Monday, June 15, 2015

An expansion header board for the CPUville kit

With the C compiler working it was time to get back to the hardware and make it possible to experiment with new devices.
The first requirement is a board to make it easier to create other expansion boards:
  1. Normalize the spacing of the bus headers to a multiple of 0.1" so prototyping boards can be used when experimenting with new hardware.
  2. Do more filtering on the address lines so the UART only gets triggered when address lines A7 - A4 are low. As it is the UART card will respond to any I/O request when A2 is high.

So this first board sits between the CPU card and the UART card to stop the latter responding to higher I/O addresses, leaving addresses 16+ for other devices.
The circuit is trivial, only requiring OR gates and inverters to narrow the IORQ signal trigger.
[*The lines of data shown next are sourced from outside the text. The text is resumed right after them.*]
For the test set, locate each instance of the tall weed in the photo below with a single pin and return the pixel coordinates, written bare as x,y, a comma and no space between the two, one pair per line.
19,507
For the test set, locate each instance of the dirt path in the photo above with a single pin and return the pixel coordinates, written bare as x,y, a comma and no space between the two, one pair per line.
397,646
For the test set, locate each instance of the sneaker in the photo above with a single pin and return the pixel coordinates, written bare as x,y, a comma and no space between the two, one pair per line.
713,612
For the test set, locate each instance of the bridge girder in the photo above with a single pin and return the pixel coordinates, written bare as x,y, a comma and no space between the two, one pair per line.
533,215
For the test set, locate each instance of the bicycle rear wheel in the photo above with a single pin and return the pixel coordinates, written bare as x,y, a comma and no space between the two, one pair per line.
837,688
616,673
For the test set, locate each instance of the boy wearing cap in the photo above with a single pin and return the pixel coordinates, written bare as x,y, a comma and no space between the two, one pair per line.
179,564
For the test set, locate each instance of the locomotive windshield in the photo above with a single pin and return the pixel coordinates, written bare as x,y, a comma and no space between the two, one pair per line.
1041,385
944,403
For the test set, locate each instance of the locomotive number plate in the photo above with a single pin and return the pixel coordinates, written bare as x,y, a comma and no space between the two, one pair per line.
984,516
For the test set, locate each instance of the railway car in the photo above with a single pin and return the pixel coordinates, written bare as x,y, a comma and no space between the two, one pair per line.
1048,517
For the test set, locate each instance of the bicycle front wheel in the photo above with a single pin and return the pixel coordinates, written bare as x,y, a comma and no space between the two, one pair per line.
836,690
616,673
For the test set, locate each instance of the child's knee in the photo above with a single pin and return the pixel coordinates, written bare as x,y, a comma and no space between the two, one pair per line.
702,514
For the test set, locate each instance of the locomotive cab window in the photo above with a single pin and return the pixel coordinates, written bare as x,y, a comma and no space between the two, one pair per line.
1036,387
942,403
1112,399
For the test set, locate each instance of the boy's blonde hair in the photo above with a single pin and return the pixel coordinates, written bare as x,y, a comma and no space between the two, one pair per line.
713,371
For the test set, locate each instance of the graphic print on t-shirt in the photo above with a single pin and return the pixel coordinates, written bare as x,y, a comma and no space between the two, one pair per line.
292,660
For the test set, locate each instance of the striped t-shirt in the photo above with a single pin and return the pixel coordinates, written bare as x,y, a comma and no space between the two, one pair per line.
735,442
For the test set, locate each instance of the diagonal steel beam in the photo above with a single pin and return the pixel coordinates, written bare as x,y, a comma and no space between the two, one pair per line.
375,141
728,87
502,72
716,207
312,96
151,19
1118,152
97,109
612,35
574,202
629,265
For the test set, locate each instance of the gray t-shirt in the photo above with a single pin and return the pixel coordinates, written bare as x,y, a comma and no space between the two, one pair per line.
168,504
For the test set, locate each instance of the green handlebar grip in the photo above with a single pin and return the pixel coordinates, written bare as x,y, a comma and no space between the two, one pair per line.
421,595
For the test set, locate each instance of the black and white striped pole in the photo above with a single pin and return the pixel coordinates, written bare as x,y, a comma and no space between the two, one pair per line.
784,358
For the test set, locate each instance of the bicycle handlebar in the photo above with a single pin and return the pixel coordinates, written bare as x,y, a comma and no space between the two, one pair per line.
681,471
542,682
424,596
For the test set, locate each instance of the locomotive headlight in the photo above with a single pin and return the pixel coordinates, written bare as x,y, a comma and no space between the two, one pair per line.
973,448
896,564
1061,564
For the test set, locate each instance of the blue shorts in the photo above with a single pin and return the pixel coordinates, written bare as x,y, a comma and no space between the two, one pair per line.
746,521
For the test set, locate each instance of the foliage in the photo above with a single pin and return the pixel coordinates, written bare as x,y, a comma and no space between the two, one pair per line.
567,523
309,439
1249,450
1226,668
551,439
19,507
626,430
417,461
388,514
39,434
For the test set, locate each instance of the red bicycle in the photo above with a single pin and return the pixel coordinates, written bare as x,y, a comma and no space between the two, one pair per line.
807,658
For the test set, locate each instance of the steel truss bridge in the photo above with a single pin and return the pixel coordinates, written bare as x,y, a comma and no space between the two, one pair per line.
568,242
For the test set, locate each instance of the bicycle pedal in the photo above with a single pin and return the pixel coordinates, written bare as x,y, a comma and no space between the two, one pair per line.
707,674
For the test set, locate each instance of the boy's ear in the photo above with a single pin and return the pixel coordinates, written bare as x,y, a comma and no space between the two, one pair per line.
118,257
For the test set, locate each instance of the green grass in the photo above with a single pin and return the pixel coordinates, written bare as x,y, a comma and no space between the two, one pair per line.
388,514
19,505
A0 and A1 are the only address lines required by the UART card. It requires most of the control signals, MREQ being the one not needed.

All lines are passed through to the headers on the card to be used by other hardware unchanged.

There are no power conditioning capacitors, signal buffering, etc. Someone who is better at hardware design might. I don't know how many gate delays are okay before signals start getting late. Is this a problem at 2MHz? A reset button might also be a good idea because the CPUville CPU board uses a DIP switch for reset which is awkward to use.

The only other thing worthy of comment is why the address decoding logic lives on a "daughter board". Looking at the bare prototype board I thought there was plenty of room for two 14 pin DIP ICs and the header pins. I was wrong - they didn't quite fit in the single suitable row available. In hindsight I think I may have been able to fit one of the ICs between the two sets of headers for the UART board but given it is too late to do anything about it now I have not checked.

Next up is getting a TI BQ4845 real time clock chip connected.